Ma adesso spostiamoci in una baraccopoli dei quartieri poveri, di una città qualunque, che tanto le baraccopoli sono uguali in tutti i paesi del mondo, sia che ti trovi alla periferia di Rio de Janeiro o in quella di Città del Capo.
Ha scritto Gunther Grass:
“Gli indiani che abitano nelle baraccopoli delle grandi città sembra che non dormano mai. A qualunque ora li trovi sulle soglie delle loro abitazioni, o ai bordi dei marciapiedi, oppure nelle loro stanzette dagli usci spalancati sulla via mentre cantano, lavorano, giocano a carte. E' questo il quartiere della gente povera ed il frastuono della notte è tanto frammisto con la musica e i tam-tam da farti credere che sia eternamente festa.

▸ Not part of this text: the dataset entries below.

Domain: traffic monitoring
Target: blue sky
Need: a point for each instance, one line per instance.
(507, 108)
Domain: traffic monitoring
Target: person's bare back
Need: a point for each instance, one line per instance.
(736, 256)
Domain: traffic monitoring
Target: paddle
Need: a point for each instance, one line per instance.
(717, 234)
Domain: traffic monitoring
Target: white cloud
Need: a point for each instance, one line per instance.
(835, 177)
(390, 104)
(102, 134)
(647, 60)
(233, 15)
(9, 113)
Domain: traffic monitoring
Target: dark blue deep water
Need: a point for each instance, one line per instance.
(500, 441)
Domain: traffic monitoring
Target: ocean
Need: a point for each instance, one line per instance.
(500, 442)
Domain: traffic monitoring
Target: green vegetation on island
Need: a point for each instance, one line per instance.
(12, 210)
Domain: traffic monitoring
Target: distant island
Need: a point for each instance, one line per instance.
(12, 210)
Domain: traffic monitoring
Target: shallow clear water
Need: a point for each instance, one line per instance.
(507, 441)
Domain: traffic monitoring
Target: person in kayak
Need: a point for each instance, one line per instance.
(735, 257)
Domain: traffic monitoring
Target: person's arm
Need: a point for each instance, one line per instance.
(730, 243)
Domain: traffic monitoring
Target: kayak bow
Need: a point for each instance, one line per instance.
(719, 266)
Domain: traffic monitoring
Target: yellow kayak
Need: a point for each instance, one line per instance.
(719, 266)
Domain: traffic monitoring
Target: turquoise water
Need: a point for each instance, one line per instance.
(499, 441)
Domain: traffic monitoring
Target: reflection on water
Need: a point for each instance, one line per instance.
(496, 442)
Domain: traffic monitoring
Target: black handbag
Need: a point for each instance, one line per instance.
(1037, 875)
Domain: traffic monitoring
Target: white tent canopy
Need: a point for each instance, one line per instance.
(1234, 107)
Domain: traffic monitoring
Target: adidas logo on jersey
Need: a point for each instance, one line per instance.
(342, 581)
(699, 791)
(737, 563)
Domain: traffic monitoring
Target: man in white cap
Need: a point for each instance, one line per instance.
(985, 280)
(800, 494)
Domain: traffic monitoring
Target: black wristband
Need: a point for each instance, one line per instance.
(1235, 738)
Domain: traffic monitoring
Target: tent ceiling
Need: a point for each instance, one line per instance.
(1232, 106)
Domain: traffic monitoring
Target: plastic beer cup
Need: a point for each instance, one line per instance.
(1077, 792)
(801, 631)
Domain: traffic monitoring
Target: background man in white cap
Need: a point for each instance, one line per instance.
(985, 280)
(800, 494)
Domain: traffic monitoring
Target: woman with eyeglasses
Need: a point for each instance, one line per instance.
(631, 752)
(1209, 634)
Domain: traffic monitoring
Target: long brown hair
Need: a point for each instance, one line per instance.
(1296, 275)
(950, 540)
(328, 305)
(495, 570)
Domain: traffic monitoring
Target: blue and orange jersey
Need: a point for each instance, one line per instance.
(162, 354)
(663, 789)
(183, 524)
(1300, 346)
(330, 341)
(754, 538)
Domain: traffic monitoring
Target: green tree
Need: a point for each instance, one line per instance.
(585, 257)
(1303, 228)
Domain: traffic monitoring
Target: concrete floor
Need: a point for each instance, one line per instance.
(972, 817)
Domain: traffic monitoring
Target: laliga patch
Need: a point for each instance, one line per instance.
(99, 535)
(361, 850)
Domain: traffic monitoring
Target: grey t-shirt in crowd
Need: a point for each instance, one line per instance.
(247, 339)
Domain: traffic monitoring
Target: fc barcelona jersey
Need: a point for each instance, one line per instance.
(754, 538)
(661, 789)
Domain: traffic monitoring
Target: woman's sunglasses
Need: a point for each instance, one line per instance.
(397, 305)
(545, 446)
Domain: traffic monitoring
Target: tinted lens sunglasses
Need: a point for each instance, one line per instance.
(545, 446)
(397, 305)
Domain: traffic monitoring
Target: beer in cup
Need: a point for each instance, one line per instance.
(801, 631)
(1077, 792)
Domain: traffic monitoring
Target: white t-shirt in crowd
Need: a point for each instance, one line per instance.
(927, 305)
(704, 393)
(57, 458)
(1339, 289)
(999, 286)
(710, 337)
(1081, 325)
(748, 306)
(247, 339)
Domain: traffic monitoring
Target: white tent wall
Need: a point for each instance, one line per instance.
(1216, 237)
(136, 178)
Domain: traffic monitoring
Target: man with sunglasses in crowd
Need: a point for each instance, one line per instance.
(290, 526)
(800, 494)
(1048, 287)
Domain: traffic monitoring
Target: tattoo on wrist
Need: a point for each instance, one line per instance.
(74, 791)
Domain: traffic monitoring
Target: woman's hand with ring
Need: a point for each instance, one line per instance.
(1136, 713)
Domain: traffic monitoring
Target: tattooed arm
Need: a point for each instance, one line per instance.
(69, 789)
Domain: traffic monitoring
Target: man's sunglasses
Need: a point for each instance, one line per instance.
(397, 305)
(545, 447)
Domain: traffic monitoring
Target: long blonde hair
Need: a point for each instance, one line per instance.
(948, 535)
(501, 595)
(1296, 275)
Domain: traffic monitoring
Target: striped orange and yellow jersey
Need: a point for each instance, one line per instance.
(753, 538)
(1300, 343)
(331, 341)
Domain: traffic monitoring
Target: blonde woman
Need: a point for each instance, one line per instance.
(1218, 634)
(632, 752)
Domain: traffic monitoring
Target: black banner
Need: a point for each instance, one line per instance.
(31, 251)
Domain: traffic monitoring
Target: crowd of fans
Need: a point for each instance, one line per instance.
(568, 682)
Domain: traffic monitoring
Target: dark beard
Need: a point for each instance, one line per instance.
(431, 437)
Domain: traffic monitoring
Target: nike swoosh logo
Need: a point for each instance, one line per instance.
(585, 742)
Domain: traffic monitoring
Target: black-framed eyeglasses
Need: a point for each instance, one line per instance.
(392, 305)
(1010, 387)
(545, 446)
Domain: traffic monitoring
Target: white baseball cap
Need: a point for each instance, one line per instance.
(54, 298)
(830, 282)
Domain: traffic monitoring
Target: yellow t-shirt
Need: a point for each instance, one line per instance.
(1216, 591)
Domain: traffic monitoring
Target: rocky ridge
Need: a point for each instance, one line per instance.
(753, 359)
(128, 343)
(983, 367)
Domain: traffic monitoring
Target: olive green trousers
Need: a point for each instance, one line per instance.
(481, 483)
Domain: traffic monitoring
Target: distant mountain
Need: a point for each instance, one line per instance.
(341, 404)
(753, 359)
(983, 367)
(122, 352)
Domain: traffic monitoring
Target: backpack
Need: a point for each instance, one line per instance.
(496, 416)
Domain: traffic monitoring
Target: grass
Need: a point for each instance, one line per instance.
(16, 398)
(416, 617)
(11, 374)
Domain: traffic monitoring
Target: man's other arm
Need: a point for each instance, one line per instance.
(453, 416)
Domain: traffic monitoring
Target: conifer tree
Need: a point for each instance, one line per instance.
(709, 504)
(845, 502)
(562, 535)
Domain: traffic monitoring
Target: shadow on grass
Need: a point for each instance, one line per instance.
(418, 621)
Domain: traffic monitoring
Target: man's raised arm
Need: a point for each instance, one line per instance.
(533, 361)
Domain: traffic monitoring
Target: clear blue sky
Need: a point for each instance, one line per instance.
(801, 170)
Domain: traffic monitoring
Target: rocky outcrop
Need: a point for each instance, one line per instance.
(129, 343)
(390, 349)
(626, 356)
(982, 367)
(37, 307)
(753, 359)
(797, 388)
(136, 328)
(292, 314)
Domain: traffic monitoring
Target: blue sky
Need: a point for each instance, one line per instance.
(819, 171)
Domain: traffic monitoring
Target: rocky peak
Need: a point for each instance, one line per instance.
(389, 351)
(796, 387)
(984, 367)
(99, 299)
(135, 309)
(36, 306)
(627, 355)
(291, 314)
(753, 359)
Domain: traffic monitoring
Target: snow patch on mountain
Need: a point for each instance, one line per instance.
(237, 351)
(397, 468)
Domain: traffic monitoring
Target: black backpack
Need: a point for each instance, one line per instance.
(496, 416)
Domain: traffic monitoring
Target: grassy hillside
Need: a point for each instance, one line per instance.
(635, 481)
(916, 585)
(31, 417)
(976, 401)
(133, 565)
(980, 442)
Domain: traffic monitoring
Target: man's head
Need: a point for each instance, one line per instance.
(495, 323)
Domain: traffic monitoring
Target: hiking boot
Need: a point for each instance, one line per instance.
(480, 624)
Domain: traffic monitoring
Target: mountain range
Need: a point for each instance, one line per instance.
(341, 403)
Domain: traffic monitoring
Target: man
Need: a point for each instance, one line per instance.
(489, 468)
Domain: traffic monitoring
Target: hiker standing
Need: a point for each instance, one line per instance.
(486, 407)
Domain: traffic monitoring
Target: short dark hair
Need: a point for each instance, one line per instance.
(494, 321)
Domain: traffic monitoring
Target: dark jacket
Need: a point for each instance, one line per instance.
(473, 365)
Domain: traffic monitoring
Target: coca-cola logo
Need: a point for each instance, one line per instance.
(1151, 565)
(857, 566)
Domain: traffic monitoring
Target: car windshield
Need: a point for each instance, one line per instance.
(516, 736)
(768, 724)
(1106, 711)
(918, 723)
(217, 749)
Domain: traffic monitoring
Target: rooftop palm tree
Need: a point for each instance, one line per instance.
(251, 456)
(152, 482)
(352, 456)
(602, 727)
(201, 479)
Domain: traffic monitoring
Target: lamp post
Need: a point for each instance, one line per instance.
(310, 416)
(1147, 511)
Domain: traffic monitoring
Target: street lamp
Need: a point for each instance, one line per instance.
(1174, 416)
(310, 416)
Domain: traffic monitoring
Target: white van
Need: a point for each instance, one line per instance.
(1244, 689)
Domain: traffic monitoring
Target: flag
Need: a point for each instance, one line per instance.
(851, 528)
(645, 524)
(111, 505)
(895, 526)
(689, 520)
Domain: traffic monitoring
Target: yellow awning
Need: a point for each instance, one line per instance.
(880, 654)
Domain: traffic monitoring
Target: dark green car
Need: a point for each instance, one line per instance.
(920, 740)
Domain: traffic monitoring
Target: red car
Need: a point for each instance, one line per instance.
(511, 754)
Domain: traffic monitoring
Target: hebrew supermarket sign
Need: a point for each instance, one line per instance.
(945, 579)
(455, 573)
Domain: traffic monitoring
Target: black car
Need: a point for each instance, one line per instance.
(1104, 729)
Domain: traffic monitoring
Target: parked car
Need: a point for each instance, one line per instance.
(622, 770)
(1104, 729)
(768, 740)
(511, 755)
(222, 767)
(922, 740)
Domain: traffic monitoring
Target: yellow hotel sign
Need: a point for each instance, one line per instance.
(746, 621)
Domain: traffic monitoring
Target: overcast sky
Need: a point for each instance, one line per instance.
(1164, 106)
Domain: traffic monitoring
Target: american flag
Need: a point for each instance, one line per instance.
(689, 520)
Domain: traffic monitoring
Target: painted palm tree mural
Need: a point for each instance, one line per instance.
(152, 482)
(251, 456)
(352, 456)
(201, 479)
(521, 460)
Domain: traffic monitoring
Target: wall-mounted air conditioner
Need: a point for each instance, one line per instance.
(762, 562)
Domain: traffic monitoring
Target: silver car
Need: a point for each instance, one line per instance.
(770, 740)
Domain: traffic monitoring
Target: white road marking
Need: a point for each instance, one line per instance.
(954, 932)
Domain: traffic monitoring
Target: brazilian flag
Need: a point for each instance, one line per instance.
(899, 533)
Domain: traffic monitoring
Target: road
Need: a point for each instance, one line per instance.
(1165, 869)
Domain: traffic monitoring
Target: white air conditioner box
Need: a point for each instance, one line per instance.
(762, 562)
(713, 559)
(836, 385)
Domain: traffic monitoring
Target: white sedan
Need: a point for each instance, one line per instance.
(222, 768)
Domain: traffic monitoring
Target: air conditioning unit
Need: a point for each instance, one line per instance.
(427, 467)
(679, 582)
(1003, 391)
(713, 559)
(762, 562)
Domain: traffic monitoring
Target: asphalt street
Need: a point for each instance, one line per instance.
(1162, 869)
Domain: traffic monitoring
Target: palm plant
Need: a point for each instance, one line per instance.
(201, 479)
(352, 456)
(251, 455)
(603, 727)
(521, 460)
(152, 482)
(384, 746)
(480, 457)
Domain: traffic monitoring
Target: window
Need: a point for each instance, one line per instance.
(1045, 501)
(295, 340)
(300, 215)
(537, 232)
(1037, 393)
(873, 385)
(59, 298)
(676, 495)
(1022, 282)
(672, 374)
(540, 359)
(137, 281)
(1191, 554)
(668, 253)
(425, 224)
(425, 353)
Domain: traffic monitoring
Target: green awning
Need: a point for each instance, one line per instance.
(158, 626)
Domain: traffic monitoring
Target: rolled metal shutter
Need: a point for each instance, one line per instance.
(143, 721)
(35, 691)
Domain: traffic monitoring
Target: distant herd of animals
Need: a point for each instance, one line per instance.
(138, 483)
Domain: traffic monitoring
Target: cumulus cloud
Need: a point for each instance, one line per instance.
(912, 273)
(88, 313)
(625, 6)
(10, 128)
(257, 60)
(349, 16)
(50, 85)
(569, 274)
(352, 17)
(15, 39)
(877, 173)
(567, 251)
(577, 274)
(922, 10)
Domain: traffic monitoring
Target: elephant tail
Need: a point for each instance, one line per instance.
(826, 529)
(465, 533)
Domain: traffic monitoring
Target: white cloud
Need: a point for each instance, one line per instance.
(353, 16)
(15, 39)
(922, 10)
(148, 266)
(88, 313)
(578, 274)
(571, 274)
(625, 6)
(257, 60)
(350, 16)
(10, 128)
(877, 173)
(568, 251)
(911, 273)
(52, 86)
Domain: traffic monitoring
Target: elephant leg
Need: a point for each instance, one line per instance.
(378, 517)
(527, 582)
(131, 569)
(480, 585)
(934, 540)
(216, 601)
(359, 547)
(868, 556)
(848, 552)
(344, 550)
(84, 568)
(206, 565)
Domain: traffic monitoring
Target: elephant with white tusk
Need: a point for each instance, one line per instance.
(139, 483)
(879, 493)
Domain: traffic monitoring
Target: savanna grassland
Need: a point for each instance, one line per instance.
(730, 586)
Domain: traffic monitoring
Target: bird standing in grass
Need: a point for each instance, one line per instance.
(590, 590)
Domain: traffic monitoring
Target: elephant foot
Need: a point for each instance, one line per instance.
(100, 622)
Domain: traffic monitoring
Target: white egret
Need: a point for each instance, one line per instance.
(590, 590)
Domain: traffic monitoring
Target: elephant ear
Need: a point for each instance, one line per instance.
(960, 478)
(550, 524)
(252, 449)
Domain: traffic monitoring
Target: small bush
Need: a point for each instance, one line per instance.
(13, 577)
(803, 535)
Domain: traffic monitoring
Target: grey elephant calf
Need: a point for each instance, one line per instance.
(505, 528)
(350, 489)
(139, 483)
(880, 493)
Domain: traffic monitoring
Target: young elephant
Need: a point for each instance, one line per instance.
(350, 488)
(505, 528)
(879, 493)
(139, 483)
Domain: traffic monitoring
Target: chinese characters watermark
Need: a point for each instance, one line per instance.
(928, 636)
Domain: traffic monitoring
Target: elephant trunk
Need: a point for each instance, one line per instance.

I lampioni ad acetilene diffondono una luce stridente, l'odore di huka e il fumo dolciastro dell'oppio si confondono con gli indimenticabili profumi dei quartieri indiani: fiori di cannella, stalle umide, latte, riso bollito rancido, dolci confezionati con miele e fritti nel burro, e centinaia di altri odori impossibili da identificare, nei quali ti sembra a volte di riconoscere il profumo delle foglie di eucalipto, di olii grassi profumati, oppure l'aroma dei fiori di belladonna tanto simile a quello dell'incenso acerbo”.
L'India.
Le baraccopoli più incredibili e i laboratori di software più all'avanguardia del mondo.
L'India.
In bilico tra passato e futuro.
Proprio come Sajda, una ragazza indiana che vive alla periferia di una grande città.
Famiglia di gente povera che cerca di tirare avanti con grande dignità, come tutti in India.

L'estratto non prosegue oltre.